The VA is offering free screenings to the 592 vets who received word of possible ailments on Tuesday. Military.com reports that free treatment will also be offered to anyone that tests positive. The office contacted veterans who visited Wisconsin’s Tomah VA Medical Center, "out of an abundance of caution," even though they say the risk of infection is low.
The dentist has been reassigned to administrative duties and is no longer seeing patients. As of this writing there have been no confirmed infections stemming from the facility. The VA released a statement saying that the agency would "ensure that those responsible for this serious breach of patient trust are held accountable."
The improper cleaning was first pointed out by a dental assistant after she noticed the dentist using personally-owned own drills, instead of using disposable devices per VA regulations, and disinfecting them with Virex solution, salt, and a wipe, which is an outdated dental practice.

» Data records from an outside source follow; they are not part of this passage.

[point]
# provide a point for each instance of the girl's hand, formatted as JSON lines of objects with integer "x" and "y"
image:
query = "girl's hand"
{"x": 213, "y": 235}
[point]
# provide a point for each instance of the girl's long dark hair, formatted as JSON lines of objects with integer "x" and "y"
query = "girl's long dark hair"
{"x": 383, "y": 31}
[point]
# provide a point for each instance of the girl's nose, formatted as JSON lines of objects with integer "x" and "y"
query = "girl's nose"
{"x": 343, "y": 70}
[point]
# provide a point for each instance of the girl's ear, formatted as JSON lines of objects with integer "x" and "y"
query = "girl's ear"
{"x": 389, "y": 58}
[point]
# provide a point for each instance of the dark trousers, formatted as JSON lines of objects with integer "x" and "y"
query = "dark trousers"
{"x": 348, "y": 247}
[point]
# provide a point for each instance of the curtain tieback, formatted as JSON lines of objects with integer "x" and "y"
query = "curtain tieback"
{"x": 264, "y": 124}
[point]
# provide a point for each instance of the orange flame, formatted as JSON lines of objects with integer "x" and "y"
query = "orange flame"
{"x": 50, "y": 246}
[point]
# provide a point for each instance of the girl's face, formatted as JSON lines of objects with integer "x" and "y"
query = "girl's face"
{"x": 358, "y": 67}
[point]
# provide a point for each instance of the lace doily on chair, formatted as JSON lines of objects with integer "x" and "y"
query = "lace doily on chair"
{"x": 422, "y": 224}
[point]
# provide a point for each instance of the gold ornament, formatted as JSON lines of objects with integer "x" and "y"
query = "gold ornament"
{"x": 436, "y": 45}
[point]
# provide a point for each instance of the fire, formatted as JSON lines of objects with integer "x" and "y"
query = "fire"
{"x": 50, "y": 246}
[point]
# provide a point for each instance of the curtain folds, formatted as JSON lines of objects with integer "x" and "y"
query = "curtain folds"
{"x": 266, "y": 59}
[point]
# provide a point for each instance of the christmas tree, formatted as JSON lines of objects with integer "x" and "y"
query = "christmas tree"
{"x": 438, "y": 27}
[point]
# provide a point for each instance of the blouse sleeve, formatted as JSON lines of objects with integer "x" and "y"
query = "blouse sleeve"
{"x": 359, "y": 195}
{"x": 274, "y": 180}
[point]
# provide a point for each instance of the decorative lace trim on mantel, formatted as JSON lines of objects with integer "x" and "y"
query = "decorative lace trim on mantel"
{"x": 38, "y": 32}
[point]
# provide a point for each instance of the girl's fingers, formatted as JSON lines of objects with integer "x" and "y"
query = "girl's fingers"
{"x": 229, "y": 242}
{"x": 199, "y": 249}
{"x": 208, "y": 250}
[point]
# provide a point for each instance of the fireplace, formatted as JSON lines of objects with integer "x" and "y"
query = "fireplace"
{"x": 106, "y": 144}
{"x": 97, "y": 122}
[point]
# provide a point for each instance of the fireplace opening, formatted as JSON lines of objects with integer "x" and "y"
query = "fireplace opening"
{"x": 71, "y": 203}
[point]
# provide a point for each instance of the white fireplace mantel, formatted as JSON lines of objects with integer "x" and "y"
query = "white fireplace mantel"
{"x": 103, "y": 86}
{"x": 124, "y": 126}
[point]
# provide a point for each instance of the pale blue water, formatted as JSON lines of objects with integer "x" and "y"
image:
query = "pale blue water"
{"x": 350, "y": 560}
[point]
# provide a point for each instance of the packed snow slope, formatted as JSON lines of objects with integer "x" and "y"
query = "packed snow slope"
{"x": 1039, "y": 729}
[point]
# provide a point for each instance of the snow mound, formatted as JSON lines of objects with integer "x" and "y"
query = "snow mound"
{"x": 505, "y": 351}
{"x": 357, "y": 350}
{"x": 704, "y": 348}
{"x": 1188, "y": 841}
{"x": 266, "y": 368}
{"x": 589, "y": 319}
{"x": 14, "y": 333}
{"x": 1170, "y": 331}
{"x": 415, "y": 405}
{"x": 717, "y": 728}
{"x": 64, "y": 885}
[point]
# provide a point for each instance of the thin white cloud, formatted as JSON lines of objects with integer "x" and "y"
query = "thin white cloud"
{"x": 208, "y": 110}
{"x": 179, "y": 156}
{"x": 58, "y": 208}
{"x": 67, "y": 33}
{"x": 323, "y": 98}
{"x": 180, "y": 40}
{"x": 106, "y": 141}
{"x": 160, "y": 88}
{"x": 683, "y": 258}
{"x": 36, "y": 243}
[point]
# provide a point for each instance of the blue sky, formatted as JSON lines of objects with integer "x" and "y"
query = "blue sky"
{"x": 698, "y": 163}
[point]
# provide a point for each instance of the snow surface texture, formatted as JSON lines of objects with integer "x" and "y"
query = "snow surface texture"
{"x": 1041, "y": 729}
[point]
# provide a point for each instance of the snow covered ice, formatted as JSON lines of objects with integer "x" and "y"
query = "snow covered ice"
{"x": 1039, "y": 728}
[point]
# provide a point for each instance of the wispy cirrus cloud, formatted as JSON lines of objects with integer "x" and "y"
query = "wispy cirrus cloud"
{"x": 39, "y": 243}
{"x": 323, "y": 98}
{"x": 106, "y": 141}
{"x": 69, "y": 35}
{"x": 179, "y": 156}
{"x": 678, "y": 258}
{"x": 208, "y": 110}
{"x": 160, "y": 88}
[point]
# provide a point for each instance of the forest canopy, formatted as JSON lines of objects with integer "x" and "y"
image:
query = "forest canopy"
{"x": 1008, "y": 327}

ABC 7 Chicago quoted Brahm saying, "During all of the orientation he used our equipment, he used it appropriately so it was very purposeful from what we found in our investigation that he knew exactly what he was doing and preferred to use his own equipment against procedure."
Brahm wrote a statement apologizing for the dentist’s negligence, saying, "Failure to follow established infection control procedures is not acceptable, and we take the safety of our patients seriously…We are deeply sorry for the concern this has caused veterans and their families."
In 2014 the family of former Marine Jason Simcakoski sued the Tomah VA for wrongful death, after Simcakoski accidentally overdosed on a prescription he received from the facility’s Community Living Center as part of a mental illness treatment.
The drug mixture included opioids, and some had taken to calling Tomah VA "Candyland" for its routine overprescriptions. During a congressional hearing about the deaths of Simcakoski and another veteran, VA deputy secretary Sloan Gibson testified that the deaths were the result of "clear and inexcusable lack of leadership," adding, "I believe these tragedies could have been prevented if the Inspector General had done its job…The office of the Inspector General under Richard Griffin was loyal to the VA instead of to the finest among us and the American public."